Your questions were a bit overwhelming, but all very good questions! Not all are related to Ngene, some are more general to experimental design and different methods. I would like to invite you to come and take one of our courses in Experimental Design, as it is a bit difficult to explain everything on this forum :-)

Regards,
Michiel

Posted: **Mon Feb 18, 2013 1:26 pm**

Dear Michiel,

thank you very much for answering all my questions in such a quick fashion and I apologize for asking so many of them, especially because most of them could have indeed been answered by consulting the extended literature on experimental design theory. I doubt though that such answers would have been as clear as the answers you provided.

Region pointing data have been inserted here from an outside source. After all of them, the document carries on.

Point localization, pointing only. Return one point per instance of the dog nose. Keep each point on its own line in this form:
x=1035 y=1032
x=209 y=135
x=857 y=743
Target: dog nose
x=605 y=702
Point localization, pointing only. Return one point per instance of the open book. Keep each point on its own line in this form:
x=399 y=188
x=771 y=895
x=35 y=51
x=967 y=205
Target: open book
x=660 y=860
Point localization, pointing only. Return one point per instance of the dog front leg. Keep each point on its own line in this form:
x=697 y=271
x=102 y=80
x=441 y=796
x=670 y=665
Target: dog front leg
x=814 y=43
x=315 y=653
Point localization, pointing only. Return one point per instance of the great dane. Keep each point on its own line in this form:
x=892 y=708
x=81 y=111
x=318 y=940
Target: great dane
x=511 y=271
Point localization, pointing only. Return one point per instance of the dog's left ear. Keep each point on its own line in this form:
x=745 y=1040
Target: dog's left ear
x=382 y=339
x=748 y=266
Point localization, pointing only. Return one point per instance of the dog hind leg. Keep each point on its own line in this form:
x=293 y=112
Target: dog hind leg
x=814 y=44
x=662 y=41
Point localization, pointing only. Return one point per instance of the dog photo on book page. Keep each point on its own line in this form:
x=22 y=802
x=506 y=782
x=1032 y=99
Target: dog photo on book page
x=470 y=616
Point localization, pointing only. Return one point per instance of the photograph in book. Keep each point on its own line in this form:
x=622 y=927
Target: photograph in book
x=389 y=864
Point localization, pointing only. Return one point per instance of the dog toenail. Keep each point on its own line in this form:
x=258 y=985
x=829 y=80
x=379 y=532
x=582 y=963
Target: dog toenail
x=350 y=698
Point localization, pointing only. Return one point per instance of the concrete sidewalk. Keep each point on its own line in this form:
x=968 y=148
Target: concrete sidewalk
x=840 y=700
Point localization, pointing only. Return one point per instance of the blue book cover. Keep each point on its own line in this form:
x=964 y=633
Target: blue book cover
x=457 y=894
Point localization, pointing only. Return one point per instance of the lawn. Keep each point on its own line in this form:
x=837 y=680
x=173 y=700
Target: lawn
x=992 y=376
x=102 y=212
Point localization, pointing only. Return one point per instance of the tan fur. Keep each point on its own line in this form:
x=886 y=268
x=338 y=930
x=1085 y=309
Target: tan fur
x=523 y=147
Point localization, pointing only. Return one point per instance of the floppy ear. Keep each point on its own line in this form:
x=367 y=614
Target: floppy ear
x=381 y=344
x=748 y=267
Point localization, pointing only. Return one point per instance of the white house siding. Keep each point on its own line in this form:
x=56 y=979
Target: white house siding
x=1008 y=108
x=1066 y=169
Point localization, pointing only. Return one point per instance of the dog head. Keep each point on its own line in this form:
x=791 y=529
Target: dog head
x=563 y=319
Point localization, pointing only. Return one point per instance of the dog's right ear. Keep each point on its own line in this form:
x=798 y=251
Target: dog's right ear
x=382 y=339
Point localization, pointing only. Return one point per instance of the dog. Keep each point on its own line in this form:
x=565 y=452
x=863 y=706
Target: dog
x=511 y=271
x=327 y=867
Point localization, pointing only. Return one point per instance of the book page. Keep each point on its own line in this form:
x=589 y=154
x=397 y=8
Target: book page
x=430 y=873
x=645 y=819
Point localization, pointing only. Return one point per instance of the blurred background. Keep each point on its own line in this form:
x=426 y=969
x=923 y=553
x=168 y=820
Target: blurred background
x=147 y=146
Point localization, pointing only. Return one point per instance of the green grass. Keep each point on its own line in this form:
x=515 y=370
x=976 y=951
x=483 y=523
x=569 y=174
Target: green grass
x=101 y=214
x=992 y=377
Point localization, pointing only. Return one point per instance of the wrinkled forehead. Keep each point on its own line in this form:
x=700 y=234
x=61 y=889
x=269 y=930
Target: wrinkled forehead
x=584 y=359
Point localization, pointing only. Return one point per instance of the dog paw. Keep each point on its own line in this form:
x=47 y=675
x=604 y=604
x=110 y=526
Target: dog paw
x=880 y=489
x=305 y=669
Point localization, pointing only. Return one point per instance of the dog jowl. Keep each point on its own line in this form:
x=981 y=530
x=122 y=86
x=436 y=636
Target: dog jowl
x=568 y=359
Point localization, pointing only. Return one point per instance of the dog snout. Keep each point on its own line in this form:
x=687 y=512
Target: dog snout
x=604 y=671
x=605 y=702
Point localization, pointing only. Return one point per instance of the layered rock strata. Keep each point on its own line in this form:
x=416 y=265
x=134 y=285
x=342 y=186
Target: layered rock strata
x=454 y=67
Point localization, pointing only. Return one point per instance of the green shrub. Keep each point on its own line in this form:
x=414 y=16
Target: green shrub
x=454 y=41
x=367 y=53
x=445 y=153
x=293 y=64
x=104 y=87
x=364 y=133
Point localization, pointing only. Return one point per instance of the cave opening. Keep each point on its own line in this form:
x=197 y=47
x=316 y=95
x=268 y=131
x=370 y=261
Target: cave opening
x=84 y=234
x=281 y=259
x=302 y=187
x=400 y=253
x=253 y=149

Again, thank you very much for this great service!

Best regards,

Manuel

Posted: **Tue Feb 19, 2013 6:04 pm**

Dear Michiel,

following your advice I'm now trying to generate an efficient design. As recommended in the manual, I wrote the syntax for a simple non-Bayesian design for a MNL model (before generating a more complex Bayesian design), in which I assign small values and the corresponding signs to the parameter priors, as follows:

Design
;alts = proj1*, proj2*, stquo
;rows = 12
;eff = (mnl,wtp(ref1))
;wtp = ref1(*/b6)
;model:
U(proj1) = b1[0.1]*yield[-160,-80,0,80] +
b2.effects[0.1]*pest[1,0] +
b3.effects[0.1]*hab_adja[1,0] +
b4.effects[0.1]*hab_farm[1,0] +
b5.effects[0.1|0.2]*bee[1,2,0] +
b6[-0.01]*costs[0,300,600,900] +
b7[0.1]*yield*yield
/
U(proj2) = b1*yield +
b2*pest +
b3*hab_adja +
b4*hab_farm +
b5*bee +
b6*costs +
b7*yield*yield
/
U(stquo) = c1[0.1] +
b1[0.1]*yieldSQ[-160] +
b2.effects[0.1]*pestSQ[1,0](0,12) +
b3.effects[0.1]*hab_adjaSQ[1,0](0,12) +
b4.effects[0.1]*hab_farmSQ[1,0](0,12) +
b5.effects[0.1|0.2]*beeSQ[1,2,0](0,0,12) +
b6[-0.01]*costsSQ[0]+
b7[0.1]*yieldSQ*yieldSQ
$

Shortly after running this syntax Ngene produces following statement:

"Warning: No valid design has been found after 1000 evaluations. There may be a problem with the specification of the design. A common problem is that the choice probabilities are too extreme (close to 1 and 0), perhaps because some or all of the prior values are too large. Also, it is generally a good idea to start with a simple design (MNL, non-Bayesian), then add complexity. If you press stop, a design will be reported, which may assist in diagnosing the problem."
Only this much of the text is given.